Onder deze maatregelen blijven de Rwandezen bijzonder rustig. Bij ons is iedereen gehoorzaam, appt Aimée. We kunnen goed regels respecteren. De discipline – die er in Rwanda met de paplepel is ingegoten – lijkt nu goed van pas te komen.

Maar de schrik slaat Aimée toch om het hart. Vier nieuwe gevallen, meldt ze de dag na de uitbraak. Deze ziekte maakt me bang. In haar gezondheidscentrum traint ze mensen hoe met corona om te gaan.

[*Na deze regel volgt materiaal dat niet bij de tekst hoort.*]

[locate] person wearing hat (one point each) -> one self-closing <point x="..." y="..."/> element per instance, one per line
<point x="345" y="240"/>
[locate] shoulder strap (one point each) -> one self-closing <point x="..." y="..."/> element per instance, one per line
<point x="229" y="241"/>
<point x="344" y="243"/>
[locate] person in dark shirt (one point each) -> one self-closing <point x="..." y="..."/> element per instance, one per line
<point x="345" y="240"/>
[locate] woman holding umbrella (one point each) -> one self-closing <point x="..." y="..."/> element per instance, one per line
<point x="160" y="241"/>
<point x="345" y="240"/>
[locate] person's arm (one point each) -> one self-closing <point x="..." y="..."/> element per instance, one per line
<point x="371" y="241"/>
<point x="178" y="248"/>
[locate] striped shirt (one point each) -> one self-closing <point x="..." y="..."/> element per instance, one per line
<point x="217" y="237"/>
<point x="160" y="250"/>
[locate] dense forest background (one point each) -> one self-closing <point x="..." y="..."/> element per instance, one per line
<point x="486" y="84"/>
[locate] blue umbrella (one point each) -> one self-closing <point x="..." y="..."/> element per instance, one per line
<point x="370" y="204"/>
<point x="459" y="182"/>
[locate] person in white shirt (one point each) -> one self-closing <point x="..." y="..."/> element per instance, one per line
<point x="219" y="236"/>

Zelf draagt ze een mondkapje en handschoenen.

Op 21 maart telt Rwanda 17 corona-patiënten. Ik vraag aan Aimée of dat besmettingen zijn of sterfgevallen. In Nederland zijn inmiddels 106 mensen overleden aan corona, bijna drieduizend zijn besmet.

Aouf! Bij jullie is het een catastrofe! schrijft Aimée als ze dit bericht leest. Bij ons tot nu toe geen doden. Weer iets dat we nog niet eerder hebben meegemaakt. Niet in Afrika is de ramp op dit moment het grootst, maar in Europa.

Dat neemt niet weg dat Rwanda de maatregelen worden aanscherpt. Geen motortaxi’s meer, geen bussen. De landsgrenzen worden gesloten. Zoveel mogelijk thuisblijven. Alleen mensen in vitale beroepen mogen nog werken. We zijn hier als in de oorlog, schrijft Aimée.

Wij ook, app ik terug, hoewel ik nog nooit een oorlog heb meegemaakt.[1] Gelukkig werkt de digitale communicatie wel. Wanneer ik Aimée bel, vertelt ze over de kranen met zeep die overal in Rwanda zijn geplaatst. Handen wassen is nu activiteit nummer één.

Als ik ophang, denk ik aan wat Rwandezen zeggen bij een afscheid voor langere tijd. Misschien is dat op deze situatie ook van toepassing. Ondanks – of juist dankzij – de maatregelen die onze bewegingsvrijheid beperken. We zijn nog altijd samen.

[1] Later dacht ik aan de toespraak van minister-president Rutte op 16 maart. Daarin zei hij: ‘Want de maatregelen die hier en elders worden getroffen, zijn ongekend voor landen in vredestijd.’